I’ve seen the “VERY EASY/bid fairly” mantra several times now on a couple of job exchanges. ”This is a VERY EASY 30-page report.” Keep looking into my eyes. “… twenty VERY EASY 500-word articles.” Please don’t ask to be compensated for your work. Even though we’re going to sell it for a profit.  It’s the cousin of the guy who says he could do this assignment in twenty minutes, and would do it himself if only something important didn’t have him tied up.   

This particular job above, they might have trouble filling it even at a fair price. But the other lowball jobs that don’t have that kind of specialized requirement must be finding writers, because the jobs keep coming. I take a little comfort, though, in that things go in cycles. Other types of jobs are starting to come home from Hong Kong and Bangladesh.  Maybe writing, returned from “content” to respectability, could begin to pay again one day. 


Next: Some adult material
.


Thursday, April 5, 2012

An Icon Is Worth 500 Words


We used to communicate more with words, but a lot of it is done with cartoons today. People are pleased to call them “icons,” but that’s a helluva stretch; icons were originally sacred art, and they had a religious message.  

We get our messages from a different kind of art today; signs with pictures on them. We’re surrounded by signs trying to show us things we should do or not do. I guess you could call them pictographs; the dictionary does relate that to primitive writing. But I submit they’re all cartoons: “a drawing symbolizing an action, situation, or person of topical interest” according to the dictionary. What’s a cigarette in a circle with a red slash though it? It’s a drawing symbolizing an action you’d better take or you’ll find yourself in a situation. As for computer “icons,” the smiley face -- I rest my case.  

I’m a word man, so to me all this is a step backward, but at the same time I recognize the reasons for it. People come here from other places, and English can be a difficult language to master if you didn’t grow up with it. Even if you did, for some of us. I live in Southern California, where everyone drives, so it’s important that everyone be on the same page when, for example, you’re fighting your way home from work on Aviation Boulevard.  If the guy ahead of you is going to have to stop in traffic to think about what “No Left Turn” means, much better to have a sign showing a bent arrow with a line through it.    

I feel real nostalgia for the days when signs said things. Traffic signs were always models of two of the best attributes of good writing: clarity and brevity. “No Stopping.” Wow! Try to top that for effective communication.
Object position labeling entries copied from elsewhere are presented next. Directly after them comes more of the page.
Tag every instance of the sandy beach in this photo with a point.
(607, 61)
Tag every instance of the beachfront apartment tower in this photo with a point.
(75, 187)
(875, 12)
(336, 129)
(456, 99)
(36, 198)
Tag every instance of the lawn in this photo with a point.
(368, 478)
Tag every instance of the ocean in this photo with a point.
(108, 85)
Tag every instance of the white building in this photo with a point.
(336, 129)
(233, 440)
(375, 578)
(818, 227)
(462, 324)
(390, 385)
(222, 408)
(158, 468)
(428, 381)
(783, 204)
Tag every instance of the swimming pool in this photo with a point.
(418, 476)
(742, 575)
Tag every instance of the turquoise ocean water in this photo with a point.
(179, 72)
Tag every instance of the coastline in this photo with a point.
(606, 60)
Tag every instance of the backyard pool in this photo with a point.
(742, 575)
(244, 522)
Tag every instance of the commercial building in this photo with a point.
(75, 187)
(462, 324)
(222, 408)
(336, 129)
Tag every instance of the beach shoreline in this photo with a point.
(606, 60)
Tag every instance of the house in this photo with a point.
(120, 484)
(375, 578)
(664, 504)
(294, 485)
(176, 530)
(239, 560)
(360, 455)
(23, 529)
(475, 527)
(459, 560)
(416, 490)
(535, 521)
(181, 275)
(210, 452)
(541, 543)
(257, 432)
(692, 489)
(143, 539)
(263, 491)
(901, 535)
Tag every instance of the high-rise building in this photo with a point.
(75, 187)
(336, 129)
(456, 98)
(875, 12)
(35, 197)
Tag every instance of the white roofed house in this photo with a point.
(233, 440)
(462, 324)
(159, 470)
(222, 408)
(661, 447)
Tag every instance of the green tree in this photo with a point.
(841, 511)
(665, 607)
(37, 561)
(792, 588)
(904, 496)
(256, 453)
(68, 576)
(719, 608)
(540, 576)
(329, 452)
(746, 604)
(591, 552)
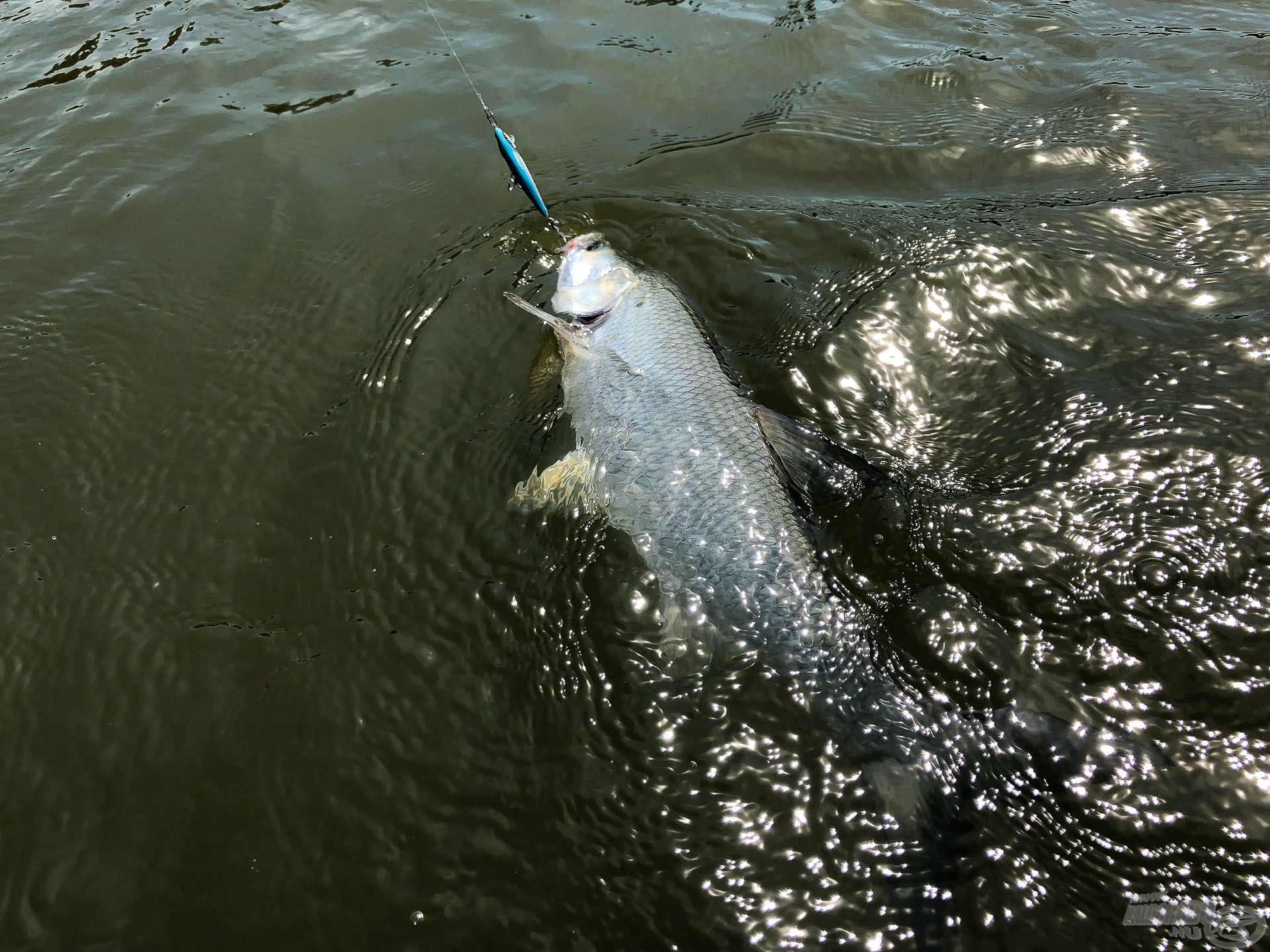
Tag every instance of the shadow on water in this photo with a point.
(284, 670)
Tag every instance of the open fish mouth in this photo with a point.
(587, 241)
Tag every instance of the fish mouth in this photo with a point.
(587, 241)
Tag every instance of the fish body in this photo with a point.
(673, 455)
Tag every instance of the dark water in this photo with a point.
(280, 669)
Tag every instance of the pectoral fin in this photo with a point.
(570, 483)
(824, 471)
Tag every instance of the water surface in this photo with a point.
(280, 668)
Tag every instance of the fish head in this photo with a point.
(593, 278)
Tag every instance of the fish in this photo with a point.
(713, 491)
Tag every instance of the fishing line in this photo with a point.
(506, 143)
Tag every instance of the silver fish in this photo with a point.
(672, 454)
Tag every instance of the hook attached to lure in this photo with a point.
(506, 143)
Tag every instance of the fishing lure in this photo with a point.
(521, 175)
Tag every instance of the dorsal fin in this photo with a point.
(821, 470)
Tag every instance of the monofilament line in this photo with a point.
(489, 113)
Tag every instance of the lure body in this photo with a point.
(520, 171)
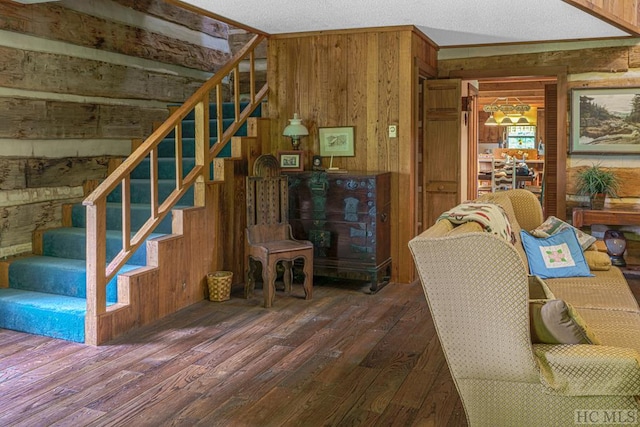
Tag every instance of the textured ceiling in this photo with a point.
(446, 22)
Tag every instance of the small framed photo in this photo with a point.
(605, 121)
(336, 141)
(291, 161)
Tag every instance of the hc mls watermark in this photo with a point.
(606, 416)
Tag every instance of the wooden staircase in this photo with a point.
(194, 195)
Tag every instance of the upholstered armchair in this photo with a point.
(477, 289)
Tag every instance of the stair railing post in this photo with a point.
(202, 149)
(96, 263)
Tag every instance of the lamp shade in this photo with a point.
(295, 127)
(491, 121)
(506, 121)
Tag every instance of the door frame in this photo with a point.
(560, 73)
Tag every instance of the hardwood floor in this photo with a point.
(342, 359)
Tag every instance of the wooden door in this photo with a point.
(442, 142)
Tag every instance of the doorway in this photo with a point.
(546, 87)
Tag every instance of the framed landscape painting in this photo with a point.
(605, 121)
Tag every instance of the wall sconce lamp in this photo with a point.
(295, 130)
(616, 245)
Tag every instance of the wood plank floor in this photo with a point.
(344, 358)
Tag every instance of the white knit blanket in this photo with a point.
(490, 216)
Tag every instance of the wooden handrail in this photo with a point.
(98, 272)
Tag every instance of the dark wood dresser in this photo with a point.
(346, 217)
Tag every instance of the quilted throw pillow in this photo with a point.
(558, 255)
(556, 322)
(554, 225)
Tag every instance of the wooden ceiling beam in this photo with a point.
(622, 14)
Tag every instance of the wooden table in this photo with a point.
(588, 217)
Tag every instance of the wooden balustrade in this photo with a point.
(97, 275)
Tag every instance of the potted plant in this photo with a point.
(597, 183)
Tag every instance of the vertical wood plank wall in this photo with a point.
(79, 81)
(366, 79)
(607, 66)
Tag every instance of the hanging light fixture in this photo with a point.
(491, 121)
(506, 121)
(502, 105)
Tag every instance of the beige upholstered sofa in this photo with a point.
(477, 288)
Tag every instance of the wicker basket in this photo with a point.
(219, 285)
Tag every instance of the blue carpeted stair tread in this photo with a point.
(56, 316)
(47, 293)
(139, 214)
(57, 276)
(71, 242)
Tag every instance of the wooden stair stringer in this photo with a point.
(176, 272)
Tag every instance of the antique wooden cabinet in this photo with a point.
(346, 217)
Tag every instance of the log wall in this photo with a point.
(78, 81)
(366, 79)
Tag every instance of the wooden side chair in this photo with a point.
(268, 236)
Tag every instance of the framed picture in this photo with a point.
(291, 161)
(336, 141)
(605, 121)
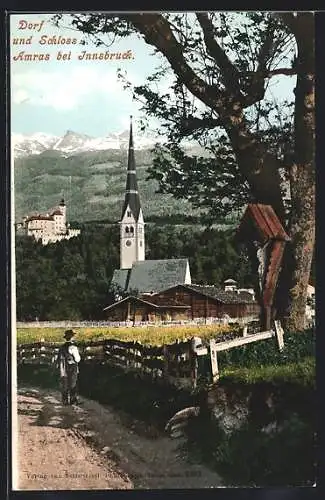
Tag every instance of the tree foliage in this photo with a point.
(220, 66)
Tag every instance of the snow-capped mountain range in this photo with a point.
(73, 142)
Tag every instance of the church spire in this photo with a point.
(132, 199)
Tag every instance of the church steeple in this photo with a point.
(132, 223)
(132, 198)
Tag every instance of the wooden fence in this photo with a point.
(177, 364)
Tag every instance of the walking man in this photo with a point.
(68, 359)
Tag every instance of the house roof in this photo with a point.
(226, 297)
(146, 302)
(265, 221)
(218, 294)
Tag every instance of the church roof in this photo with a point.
(132, 198)
(151, 276)
(157, 275)
(120, 278)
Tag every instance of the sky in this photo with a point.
(53, 96)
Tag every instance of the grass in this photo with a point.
(302, 372)
(153, 335)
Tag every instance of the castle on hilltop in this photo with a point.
(48, 227)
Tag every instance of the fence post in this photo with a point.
(279, 334)
(166, 364)
(214, 362)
Especially backed up with a $50 fine. (By the way, what’s the icon for No Stopping?)   

Our freeways are among the few places you’ll still find word signs. That’s surprising at first blush, because you’re not going to get a lot of time to parse the message while going 70 miles an hour. Thinking about the alternative, though, you realize it’s necessity at work: how would you iconize “Long Beach Freeway 2 miles”?  (That illustrates a point I was making above: I’ve seen people slow down almost to a stop to read that one.)   
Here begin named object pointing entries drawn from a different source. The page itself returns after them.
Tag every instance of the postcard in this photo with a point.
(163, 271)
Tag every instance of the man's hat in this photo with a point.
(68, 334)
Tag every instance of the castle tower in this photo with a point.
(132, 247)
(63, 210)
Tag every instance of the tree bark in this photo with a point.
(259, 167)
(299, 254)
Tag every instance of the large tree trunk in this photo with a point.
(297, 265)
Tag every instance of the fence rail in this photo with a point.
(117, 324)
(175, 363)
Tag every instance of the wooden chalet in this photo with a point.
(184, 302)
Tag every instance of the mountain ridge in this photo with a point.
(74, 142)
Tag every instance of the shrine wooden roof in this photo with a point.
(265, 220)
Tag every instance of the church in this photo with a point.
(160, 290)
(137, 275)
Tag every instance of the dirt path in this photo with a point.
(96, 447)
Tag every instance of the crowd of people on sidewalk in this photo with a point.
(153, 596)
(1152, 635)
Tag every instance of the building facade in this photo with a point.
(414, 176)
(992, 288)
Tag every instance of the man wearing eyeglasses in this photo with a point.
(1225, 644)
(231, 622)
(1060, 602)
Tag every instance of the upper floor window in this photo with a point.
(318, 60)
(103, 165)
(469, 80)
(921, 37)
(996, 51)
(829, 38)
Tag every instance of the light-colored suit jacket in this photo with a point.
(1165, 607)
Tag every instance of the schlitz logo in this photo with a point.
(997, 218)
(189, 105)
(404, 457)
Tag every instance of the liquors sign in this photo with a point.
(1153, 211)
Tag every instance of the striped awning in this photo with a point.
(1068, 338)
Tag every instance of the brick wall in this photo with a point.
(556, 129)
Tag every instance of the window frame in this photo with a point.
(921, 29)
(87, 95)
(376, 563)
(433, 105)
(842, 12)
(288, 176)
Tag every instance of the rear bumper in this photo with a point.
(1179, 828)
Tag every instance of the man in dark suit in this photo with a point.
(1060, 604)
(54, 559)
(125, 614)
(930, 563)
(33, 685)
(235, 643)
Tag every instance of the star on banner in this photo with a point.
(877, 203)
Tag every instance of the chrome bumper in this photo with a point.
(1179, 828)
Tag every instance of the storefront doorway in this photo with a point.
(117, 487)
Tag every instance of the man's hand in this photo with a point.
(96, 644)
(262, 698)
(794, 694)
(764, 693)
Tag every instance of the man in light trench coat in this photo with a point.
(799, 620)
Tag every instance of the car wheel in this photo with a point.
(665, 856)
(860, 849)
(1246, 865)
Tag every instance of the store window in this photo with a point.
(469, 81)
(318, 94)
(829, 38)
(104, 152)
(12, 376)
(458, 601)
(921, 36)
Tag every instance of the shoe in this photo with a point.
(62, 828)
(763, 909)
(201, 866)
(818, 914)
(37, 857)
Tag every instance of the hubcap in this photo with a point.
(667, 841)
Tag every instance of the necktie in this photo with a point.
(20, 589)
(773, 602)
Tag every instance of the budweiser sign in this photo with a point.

If your audience is such that you need to communicate through pictures, there are many skilled graphics people waiting to help you. I can recommend some excellent ones. However, if you use brochures or ads or manuals or articles or white papers and similar written things to advance your cause, there are at least as many writers out there, of whom I’m one.     

And if you’re thinking of trying that “picture is worth a thousand words” line on me – my answer is, Draw me the Gettysburg Address.